We see this same avuncular attitude manifest, in a very different way, in certain members of the episcopate. Some of our bishops seem averse to teaching tough truths or administering just penalties. This is the work of spiritual fathers, of teaching and guiding and forming their spiritual children into holiness. Too many bishops seems content to be spiritual uncles: happy to appear at fundraisers and perhaps scold the fold for not giving sufficiently to the poor, by which they mean the diocesan appeal—much as your uncle might complain that no one ordered enough pizza for the big game. Perhaps that is too snarky, but there is a reason that most Catholics know their bishop simply as the man in the funny hat who came for Confirmation and appears in an annual video asking for money.
The case of Governor Andrew Cuomo has brought this reality into stark relief. Here is a Catholic politician who speaks proudly of his unity with the Holy Father on the subject of the death penalty, who has also spearheaded his legislature’s effort to put into law one of the most extreme abortion regimes in the country—and who ordered the major landmarks of New York to be lit up pink in celebration. And while there have been some expressions of “disappointment” and even a battle of words in the press from some of New York’s bishops, Cuomo has yet to face any canonical penalty—no excommunication, no interdict, nothing.
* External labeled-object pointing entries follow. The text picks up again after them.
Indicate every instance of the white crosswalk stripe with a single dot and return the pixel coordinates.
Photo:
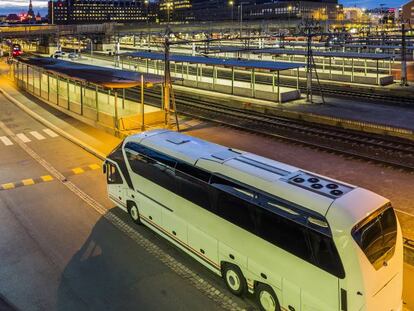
(50, 133)
(5, 140)
(23, 138)
(37, 135)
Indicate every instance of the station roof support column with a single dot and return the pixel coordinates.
(232, 80)
(253, 83)
(142, 105)
(377, 73)
(352, 70)
(279, 96)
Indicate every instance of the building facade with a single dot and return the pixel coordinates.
(100, 11)
(408, 12)
(227, 10)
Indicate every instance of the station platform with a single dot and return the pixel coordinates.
(226, 86)
(335, 69)
(362, 116)
(92, 94)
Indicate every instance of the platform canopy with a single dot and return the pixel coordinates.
(215, 61)
(356, 55)
(102, 76)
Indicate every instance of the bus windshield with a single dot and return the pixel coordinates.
(377, 236)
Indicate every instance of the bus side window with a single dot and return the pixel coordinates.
(326, 254)
(112, 174)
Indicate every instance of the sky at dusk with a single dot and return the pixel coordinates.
(14, 6)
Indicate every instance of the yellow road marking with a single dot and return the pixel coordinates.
(8, 186)
(46, 178)
(94, 166)
(28, 182)
(78, 170)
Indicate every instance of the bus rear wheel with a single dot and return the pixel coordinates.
(234, 279)
(134, 212)
(266, 298)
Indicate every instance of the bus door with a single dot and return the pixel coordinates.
(115, 184)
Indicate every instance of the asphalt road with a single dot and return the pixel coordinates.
(64, 246)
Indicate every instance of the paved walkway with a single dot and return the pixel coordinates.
(371, 112)
(97, 139)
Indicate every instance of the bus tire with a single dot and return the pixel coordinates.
(266, 298)
(134, 212)
(234, 279)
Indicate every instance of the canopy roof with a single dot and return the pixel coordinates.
(374, 56)
(102, 76)
(215, 61)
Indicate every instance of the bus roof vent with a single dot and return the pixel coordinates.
(319, 185)
(263, 166)
(177, 140)
(225, 155)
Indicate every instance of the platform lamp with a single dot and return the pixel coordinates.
(146, 3)
(169, 6)
(289, 12)
(231, 4)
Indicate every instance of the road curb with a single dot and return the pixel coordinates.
(408, 244)
(409, 251)
(50, 125)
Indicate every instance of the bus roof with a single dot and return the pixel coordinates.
(312, 191)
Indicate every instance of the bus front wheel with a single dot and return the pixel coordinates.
(234, 279)
(134, 212)
(266, 298)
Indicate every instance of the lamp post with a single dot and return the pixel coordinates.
(289, 11)
(169, 6)
(241, 18)
(231, 4)
(146, 2)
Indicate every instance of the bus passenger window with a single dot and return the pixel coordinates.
(113, 176)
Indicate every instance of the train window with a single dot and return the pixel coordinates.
(325, 254)
(112, 175)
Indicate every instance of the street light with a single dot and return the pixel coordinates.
(169, 6)
(289, 11)
(231, 4)
(146, 2)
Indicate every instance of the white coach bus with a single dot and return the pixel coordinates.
(297, 240)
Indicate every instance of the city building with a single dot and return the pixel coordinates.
(175, 11)
(30, 16)
(408, 12)
(100, 11)
(13, 19)
(221, 10)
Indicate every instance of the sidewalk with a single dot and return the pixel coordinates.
(93, 137)
(398, 117)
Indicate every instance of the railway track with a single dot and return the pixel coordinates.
(380, 149)
(329, 90)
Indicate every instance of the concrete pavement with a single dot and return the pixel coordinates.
(60, 252)
(396, 186)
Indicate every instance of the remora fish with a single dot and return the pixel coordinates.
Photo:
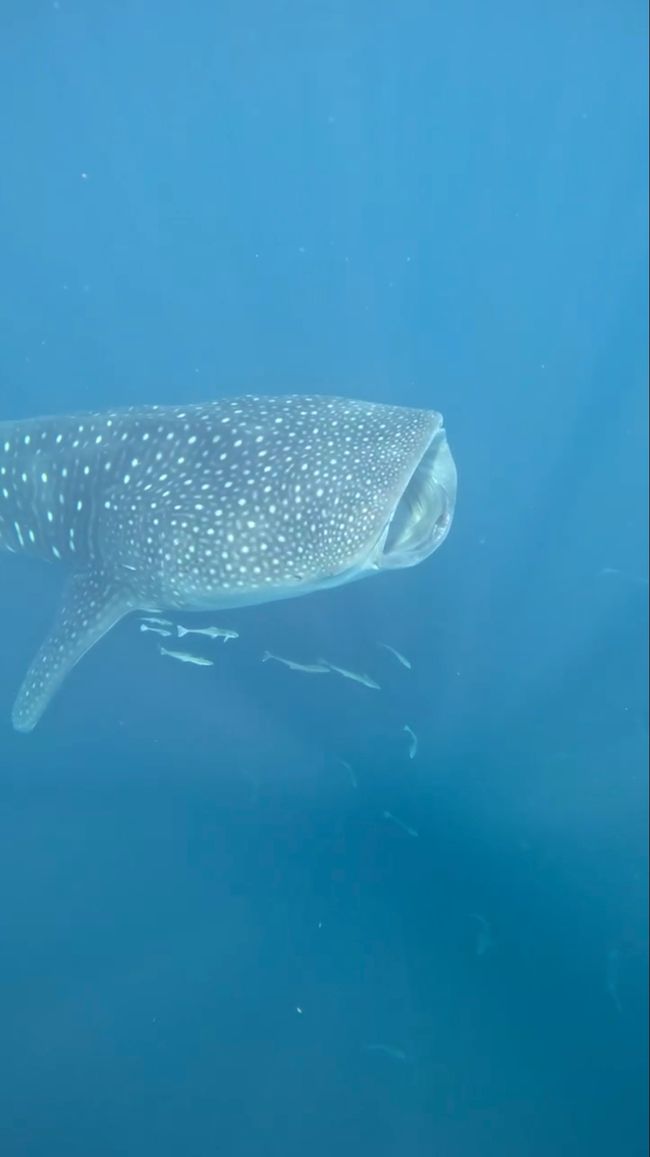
(209, 632)
(186, 657)
(211, 507)
(305, 668)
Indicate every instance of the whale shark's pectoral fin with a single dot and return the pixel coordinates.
(93, 603)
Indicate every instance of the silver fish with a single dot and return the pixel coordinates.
(401, 658)
(356, 677)
(209, 507)
(209, 632)
(186, 657)
(305, 668)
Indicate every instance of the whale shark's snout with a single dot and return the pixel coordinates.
(422, 516)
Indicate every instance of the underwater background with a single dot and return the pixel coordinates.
(236, 918)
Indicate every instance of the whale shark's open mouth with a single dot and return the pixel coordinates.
(422, 517)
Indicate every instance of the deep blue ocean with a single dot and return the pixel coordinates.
(213, 938)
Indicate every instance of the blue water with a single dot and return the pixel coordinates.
(212, 941)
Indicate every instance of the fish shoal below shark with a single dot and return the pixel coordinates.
(208, 507)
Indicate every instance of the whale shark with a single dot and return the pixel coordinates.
(208, 507)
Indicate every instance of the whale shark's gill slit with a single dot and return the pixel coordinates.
(91, 604)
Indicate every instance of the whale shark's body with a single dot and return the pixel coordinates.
(205, 507)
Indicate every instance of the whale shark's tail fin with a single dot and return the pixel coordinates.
(91, 604)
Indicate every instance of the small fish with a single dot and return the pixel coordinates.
(413, 744)
(391, 1051)
(307, 668)
(485, 940)
(401, 658)
(155, 631)
(186, 657)
(364, 679)
(211, 632)
(405, 827)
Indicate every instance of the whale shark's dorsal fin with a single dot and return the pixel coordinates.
(93, 602)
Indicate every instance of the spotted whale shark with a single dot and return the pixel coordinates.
(207, 507)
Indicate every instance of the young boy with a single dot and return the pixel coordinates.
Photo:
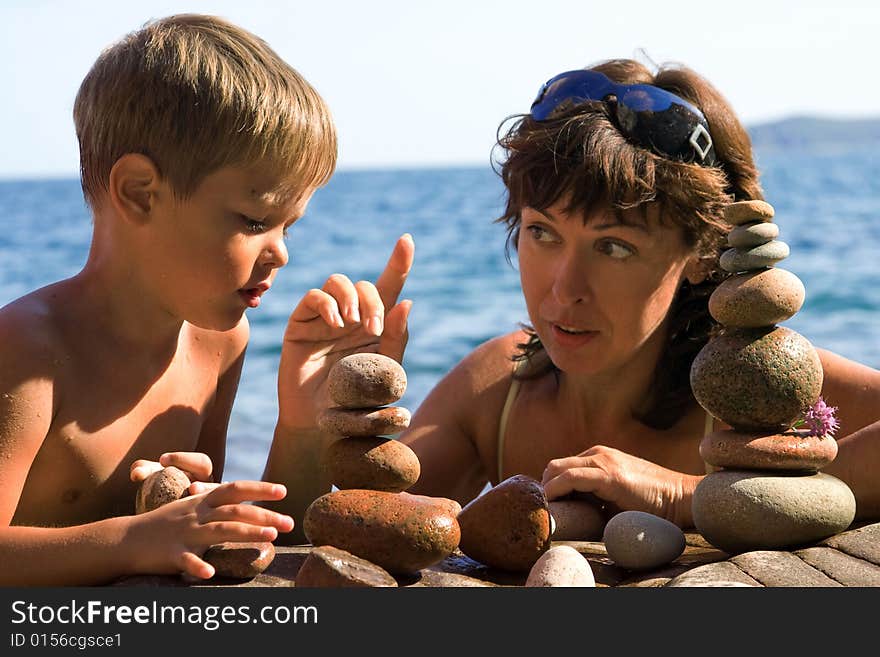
(199, 148)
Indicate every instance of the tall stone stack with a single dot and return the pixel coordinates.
(371, 516)
(761, 379)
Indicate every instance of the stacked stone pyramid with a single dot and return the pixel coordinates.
(761, 379)
(371, 527)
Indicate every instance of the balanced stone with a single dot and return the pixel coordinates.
(330, 567)
(752, 234)
(371, 462)
(744, 510)
(576, 520)
(400, 532)
(365, 381)
(636, 540)
(757, 379)
(561, 565)
(790, 450)
(508, 526)
(755, 257)
(163, 486)
(759, 298)
(240, 560)
(387, 420)
(743, 212)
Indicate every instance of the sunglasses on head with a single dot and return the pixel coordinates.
(646, 115)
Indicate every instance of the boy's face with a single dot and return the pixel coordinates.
(216, 253)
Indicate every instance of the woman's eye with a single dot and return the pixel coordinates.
(614, 249)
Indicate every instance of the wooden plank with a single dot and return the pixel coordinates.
(845, 568)
(777, 568)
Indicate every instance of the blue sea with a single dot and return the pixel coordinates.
(464, 290)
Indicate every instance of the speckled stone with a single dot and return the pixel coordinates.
(159, 488)
(371, 462)
(636, 540)
(749, 235)
(508, 526)
(366, 381)
(790, 450)
(384, 421)
(760, 298)
(757, 379)
(576, 520)
(743, 510)
(755, 257)
(240, 560)
(743, 212)
(561, 565)
(330, 567)
(400, 532)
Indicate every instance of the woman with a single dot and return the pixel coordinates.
(616, 216)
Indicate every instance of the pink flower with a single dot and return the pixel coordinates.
(820, 419)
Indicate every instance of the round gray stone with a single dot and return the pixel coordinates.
(744, 510)
(639, 541)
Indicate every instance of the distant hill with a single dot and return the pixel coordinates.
(811, 132)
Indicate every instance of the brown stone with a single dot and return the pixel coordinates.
(761, 298)
(400, 532)
(371, 462)
(161, 487)
(790, 450)
(508, 526)
(240, 560)
(366, 381)
(757, 379)
(743, 212)
(364, 422)
(330, 567)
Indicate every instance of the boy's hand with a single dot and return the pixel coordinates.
(173, 538)
(340, 319)
(195, 465)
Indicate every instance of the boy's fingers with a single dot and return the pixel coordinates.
(391, 280)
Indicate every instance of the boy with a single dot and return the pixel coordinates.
(199, 147)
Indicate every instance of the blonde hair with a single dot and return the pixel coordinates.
(194, 94)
That may well be forthcoming, but the point remains: Your uncle might tell you he’s disappointed. Your father will ground you.
To be sure, some bishops have shown themselves to be true leaders, true spiritual fathers, in the Church’s recent crises. Two bishops from my own area, Bishop Michael Olson of Fort Worth and Bishop Joseph Strickland of Tyler, Texas, come to mind for their strong words of condemnation of McCarrick at the November assembly. The bishops as a body can feel like an easy target in these difficult days, and it’s important not to issue blanket judgments and ignore the brave and prophetic work that some of our pastors are doing. Critique should be offered in a filial spirit that seeks the good of the Church, and not an anti-clericalism fueled by real pain but which would, to adapt a phrase, cut off the spiritual heads to spite the Body of Christ.
Let this be a plea to our bishops, then, to be fathers and not uncles. To take their paternal duties seriously, knowing the their own souls and the souls of their flocks depend upon it. They should not fear to rock the boat, for they should trust in the Lord who calms the storms, who walks on the waves, and who calls his apostles to come to Him, if only they have faith.